As is the custom in the early 1900s, he reserves a space in the Pullman sleeper car, numbered Lower 10. But returning from a few drinks in the saloon car, Blakeley discovers someone else asleep in his assigned bed. The conductor switches the sleeping arrangements, and all appears well.
Except the man in the Lower 10 bunk is found dead, stabbed to death. Blakely’s own clothes and suitcase, with the all-important fraud documents, are missing, and he’s left with someone else’s clothes. Just as his fellow travelers begin to accuse him of murder, there’s a wreck – another train has plowed into them. Blakely – now with a broken arm from the crash – is eventually awakened by a beautiful fellow traveler, and the two make their way from the train as their car is engulfed in flames.
But there is still a murder victim, missing documents, and the mystery of what happened to Blakely’s clothes.
The Man in Lower 10 was one of the first mysteries published by American writer Mary Roberts Rinehart. It inaugurated a string of popular mystery stories that continued well into the 1930s. As in many of her stories, Rinehart combined mystery and romance in The Man in Lower 10, to the point where the novel is almost more romance than mystery. And Rinehart nicely complicates the romance, with having both law partners in love with the same woman.

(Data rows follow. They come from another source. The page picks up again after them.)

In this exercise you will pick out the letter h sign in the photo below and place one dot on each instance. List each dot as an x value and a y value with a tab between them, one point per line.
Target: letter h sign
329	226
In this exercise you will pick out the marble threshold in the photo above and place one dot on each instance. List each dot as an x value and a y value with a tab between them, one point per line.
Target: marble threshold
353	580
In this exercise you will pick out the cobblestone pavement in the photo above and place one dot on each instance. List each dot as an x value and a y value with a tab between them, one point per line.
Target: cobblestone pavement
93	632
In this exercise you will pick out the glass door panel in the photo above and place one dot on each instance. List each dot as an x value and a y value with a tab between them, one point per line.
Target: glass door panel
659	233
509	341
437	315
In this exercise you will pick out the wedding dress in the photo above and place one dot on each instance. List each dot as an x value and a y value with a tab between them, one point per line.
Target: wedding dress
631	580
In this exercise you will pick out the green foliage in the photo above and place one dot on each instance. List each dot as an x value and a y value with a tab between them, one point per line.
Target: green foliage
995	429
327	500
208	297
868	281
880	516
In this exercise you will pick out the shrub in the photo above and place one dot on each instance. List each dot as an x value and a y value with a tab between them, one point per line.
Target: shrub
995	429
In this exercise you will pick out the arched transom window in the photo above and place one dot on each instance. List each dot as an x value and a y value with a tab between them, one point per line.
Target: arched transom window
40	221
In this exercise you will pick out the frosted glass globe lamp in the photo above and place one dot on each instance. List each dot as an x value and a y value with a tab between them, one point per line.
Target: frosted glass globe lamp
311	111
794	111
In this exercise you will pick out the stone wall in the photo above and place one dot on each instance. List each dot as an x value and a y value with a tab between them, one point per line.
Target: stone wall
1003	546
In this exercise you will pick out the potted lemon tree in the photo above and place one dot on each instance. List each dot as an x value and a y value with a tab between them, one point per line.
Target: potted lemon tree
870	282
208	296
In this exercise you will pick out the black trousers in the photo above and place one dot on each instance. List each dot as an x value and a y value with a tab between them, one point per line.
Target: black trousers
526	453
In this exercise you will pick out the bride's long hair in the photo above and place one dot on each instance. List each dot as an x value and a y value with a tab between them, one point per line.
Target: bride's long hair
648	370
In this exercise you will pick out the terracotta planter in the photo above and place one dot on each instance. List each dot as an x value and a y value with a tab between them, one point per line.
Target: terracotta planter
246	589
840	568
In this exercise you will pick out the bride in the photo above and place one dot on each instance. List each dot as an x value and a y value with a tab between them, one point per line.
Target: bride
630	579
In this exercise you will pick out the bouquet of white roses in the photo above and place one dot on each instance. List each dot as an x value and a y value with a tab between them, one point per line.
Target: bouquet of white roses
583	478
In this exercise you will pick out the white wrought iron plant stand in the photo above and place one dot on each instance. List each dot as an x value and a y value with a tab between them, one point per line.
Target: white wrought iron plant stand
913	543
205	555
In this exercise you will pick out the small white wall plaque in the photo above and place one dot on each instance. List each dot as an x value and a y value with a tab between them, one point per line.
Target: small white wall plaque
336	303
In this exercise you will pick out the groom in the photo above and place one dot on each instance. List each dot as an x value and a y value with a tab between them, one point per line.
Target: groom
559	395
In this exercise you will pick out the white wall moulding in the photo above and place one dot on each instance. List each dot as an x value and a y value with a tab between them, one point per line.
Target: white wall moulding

Rinehart (1876-1958) was a prolific writer of plays, mysteries, short story collections, non-fiction, and essays. A stock market crash in 1903 forced her to find income, and she began to write short stories. In 1907, her novel The Circular Staircase made her famous across the United States. The Bat first appeared as a play in 1920 and published as a novel in 1926. Several movie versions were filmed, included the 1959 movie starring Vincent Price and Agnes Morehead.